Par un mémoire en défense, enregistré le 26 septembre 2022, la chambre de commerce et d'industrie de Nouvelle-Calédonie (CCI-NC), représentée par la société LexCity Avocats, conclut au rejet de la requête et demande que soit mis à la charge de la SARL ECEP la somme de 5 000 euros en application de l'article L. 761-1 du code de justice administrative.

Elle soutient que :

- la requête est irrecevable dès lors que la réclamation de la SARL ECEP n'a pas été présentée par le mandataire du groupement de maîtrise d'œuvre en méconnaissance des stipulations de l'article 12-1-4 du CCAG-PI ;

- la requête est irrecevable dès lors que la réclamation de la SARL ECEP a été présentée tardivement, en méconnaissance de l'article 37 du CCAG-PI ;

- les demandes de rémunération complémentaire de la société requérante ne sont pas fondées.

Par un mémoire en intervention volontaire, enregistré le 10 octobre 2023, la SELARL Mary Laure Gastaud, en qualité de mandataire liquidateur de la SARL Engineering Coordination et Economie du Pacifique (ECEP), anciennement SARL Electricité Conseil et Expertise du Pacifique, représentée par la SELARL Tehio, s'associe aux conclusions de la SARL ECEP.
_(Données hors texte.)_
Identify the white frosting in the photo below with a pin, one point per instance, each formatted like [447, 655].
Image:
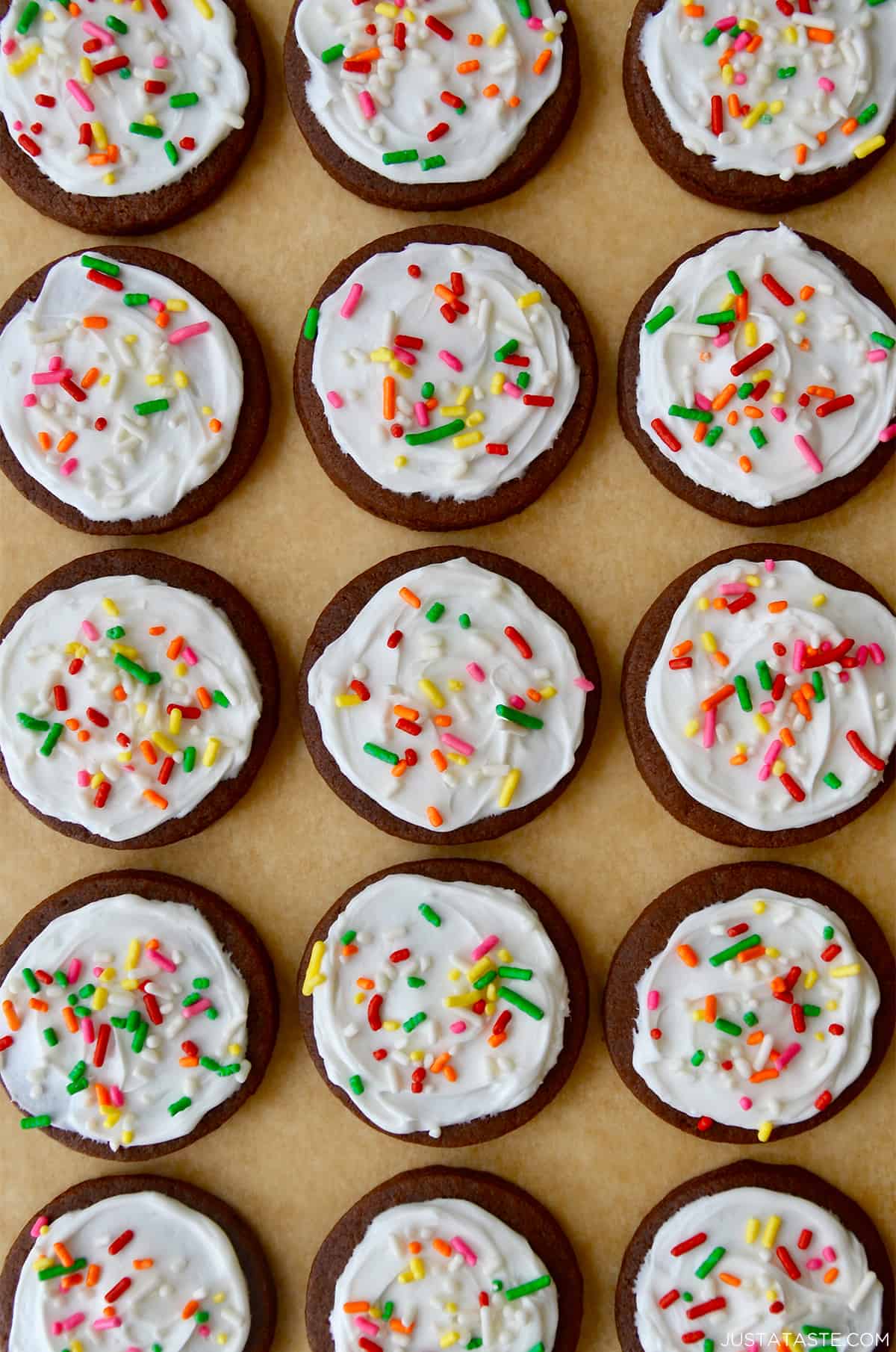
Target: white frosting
[441, 1295]
[133, 465]
[767, 1303]
[833, 81]
[191, 1260]
[834, 989]
[405, 85]
[420, 967]
[35, 656]
[353, 357]
[860, 697]
[836, 322]
[192, 50]
[145, 1064]
[433, 660]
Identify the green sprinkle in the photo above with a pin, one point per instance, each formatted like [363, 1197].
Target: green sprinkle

Elle soutient que son intervention est recevable et que les moyens soulevés par la SARL ECEP sont fondés.

Des pièces ont été enregistrées pour la chambre de commerce et d'industrie de Nouvelle-Calédonie (CCI-NC) le 9 octobre 2023 qui n'ont pas été communiquées.

Vu les autres pièces du dossier.

Vu :

- la loi organique n° 99-209 et la loi n° 99-210 du 19 mars 1999 ;

- la loi organique n° 2009-969 du 3 août 2009 ;

- la délibération n° 136/CP du 1er mars 1967 ;

- l'arrêté du 16 septembre 2009 portant approbation du cahier des clauses administratives générales applicables aux marchés publics de prestations intellectuelles ;

- le code de justice administrative dans sa version applicable en Nouvelle-Calédonie.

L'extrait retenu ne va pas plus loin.